An essay.

I mentioned in my last post that I, well, The Bear and I, know of someone who regularly sends fairly weighty essay-legnth-text messages.

Now I will warn you, I’m only including this particular text because of the awesomosity of it’s length. It’s not funny, well not intentionally, and it doesn’t really have much of a point to it…

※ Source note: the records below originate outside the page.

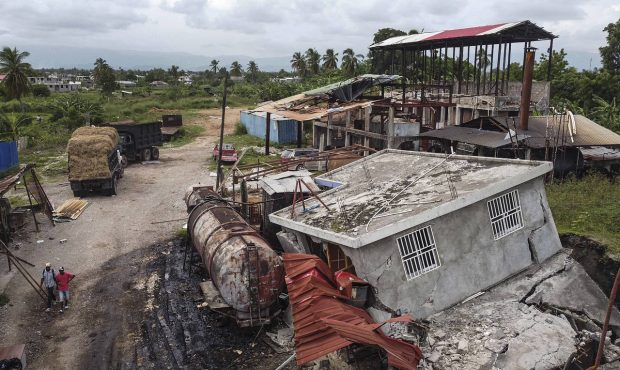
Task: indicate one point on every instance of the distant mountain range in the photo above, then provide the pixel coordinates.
(42, 56)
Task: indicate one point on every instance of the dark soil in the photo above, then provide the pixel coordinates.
(163, 328)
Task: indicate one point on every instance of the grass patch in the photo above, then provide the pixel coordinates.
(186, 135)
(588, 207)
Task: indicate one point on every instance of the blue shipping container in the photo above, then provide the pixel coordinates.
(282, 130)
(8, 155)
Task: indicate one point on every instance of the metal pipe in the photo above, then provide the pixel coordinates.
(526, 89)
(243, 267)
(219, 156)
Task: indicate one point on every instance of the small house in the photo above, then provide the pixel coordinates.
(426, 230)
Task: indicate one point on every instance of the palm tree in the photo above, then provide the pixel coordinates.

“Alrite bud, thought I’d just see if they’d been any developments on the iPod connection lead thing. And also tell you something really anal. Last weekend whilst in mk some las ran into the back of me (in my car, not bus) I expected the damage to be alot worse than it was. But the bumper held it’s shape after bouncing back. Just grazed to fuck. Lights, boot lid etc are all fine. Exshaust too is fine. She creased the rear bump bar, boot spare wheel well and boot drop are untouched thankfully. It’s having a new upper and lower bumper and bump bar. £700 in total. Obv all through insurance. Her car was pretty mashed. Was a 206, needsnew bonnet and I think one light was fucked. Also front bumper was well out of shape. The woman got out and said after looking at her car: “your car must be well solid” I was like yeah thanks for finding that out for me. I was quite calm though, as it was a wet road, and the traffic stopped pretty quick. Comes down to who was paying more intention and who has bigger brakes! These things happen hey. Oh yeah on a happier note do you know ***** is leaving ******* store, posted too ***********. Think it’s a case of not much say in the matter. And him and ***** far from seeing eye to eye. Talk about dead wood, long over due I say. *** ”

I have no clue as to just how much time that would have taken to type, or indeed how much his phone bill is each month, but I suspect the answer to both is a lot.

*The names have been removed to protect the innocent.